Ultimately, what these two strands of digital darkness reinforce is the idea that the world is out to get you and that the gym is the only place you can find solace. And that, in my opinion, only serves to scare other people away from the gym. They might see this rampant self-hatred and believe that they’ll feel out of place at the gym because they’re not on some hyper-masculine “quest” toward … ugh, forgive me for saying this …”the sigma grindset.”
And look, your mileage may always vary, but I gotta say: As loud as those guys are, they don’t seem to be the majority in the slightest.
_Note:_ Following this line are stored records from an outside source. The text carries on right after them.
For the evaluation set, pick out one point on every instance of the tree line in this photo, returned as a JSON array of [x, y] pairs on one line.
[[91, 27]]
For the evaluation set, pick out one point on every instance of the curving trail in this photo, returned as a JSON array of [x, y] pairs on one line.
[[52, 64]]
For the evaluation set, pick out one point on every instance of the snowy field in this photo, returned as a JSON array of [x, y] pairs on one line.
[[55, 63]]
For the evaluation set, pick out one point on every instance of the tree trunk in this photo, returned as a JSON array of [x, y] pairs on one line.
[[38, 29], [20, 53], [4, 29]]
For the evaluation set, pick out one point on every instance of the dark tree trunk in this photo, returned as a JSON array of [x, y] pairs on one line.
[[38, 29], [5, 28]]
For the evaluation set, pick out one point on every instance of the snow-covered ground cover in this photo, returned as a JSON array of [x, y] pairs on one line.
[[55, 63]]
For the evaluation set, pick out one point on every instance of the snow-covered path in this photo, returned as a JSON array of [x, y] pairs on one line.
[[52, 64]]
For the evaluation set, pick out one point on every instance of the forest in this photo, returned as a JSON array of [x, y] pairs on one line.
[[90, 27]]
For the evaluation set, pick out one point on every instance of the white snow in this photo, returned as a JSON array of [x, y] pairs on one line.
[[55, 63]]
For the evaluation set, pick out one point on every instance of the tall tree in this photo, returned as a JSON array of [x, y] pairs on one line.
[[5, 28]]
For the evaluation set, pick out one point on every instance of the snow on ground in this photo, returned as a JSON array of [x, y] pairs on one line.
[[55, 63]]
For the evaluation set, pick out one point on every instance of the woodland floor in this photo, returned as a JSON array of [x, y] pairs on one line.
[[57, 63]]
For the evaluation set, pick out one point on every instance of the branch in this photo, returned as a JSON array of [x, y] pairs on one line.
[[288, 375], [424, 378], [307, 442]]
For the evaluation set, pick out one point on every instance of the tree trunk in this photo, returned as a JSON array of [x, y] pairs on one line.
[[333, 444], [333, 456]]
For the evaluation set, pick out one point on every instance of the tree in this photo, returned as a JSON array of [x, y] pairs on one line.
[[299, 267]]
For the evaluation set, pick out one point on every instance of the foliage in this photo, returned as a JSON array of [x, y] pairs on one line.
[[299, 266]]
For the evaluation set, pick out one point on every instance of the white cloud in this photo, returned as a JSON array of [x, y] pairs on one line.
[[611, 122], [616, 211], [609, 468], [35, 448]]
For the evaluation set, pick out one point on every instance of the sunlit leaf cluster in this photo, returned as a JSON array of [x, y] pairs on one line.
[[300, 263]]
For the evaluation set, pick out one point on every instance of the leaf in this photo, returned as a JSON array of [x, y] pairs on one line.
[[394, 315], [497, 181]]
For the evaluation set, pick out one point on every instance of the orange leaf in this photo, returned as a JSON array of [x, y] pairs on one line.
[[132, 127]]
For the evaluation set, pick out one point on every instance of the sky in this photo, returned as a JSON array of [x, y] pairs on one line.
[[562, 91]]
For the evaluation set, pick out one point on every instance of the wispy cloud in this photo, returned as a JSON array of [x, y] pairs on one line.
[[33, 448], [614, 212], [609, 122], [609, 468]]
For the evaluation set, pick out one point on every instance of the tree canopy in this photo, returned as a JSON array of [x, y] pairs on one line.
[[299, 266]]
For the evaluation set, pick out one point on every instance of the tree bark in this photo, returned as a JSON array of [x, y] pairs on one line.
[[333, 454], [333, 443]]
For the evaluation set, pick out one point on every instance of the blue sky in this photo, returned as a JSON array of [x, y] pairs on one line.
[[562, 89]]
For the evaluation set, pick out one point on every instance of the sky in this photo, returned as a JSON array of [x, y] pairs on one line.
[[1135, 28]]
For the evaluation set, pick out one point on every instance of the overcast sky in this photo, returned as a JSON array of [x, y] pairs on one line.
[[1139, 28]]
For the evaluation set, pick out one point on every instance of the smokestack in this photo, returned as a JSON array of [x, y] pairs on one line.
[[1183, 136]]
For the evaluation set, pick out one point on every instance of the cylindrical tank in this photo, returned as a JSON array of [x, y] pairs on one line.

What the gym is ACTUALLY like, from the perspective of a 5’1 queer Asian girl
I walk in and say hello to the people working the desk (who are around my age), and then I hop on the treadmill. While there, nobody bothers me, and I’m blissfully able to focus on the task at hand. Then, when I’m done running, I work on my thighs. I finish with light upper-body work, and then I head out. 45 minutes undisturbed, and at my own pace.
All around me are people of all kinds: Older women just going for a light jog, kids trying it out for the first time, buff queens getting in their reps, queer folks working out in groups, easygoing bros doing some after-work lifting. And sure, there’s creepy old guys who leer, but I actually feel empowered doing my workout around them because I know, deep down, they won’t do anything about it. They see what I’m doing and what I’m capable of, and while the show is nice, sure, they know I could flatten them with little effort if they tried anything.
Ultimately, I leave feeling better about myself and about people in general. Everyone goes to the gym to accomplish their goals, and so far I’ve only met positive people with no judgmental attitudes whatsoever. I wanted to write this article to encourage the rest of my holiday curmudgeons to give the gym a try if they’re even the least bit curious—some of us don’t have neighborhoods to walk or run in, and some of us want more than a home workout can provide. I also want to validate the fears some people might have going into environments that have been so stigmatized by toxic masculinity. And, as someone who would normally be an easy target in those kinds of environments, I have only gained from going to the gym thus far.
… unless you count the soreness the day after because wow. Oof.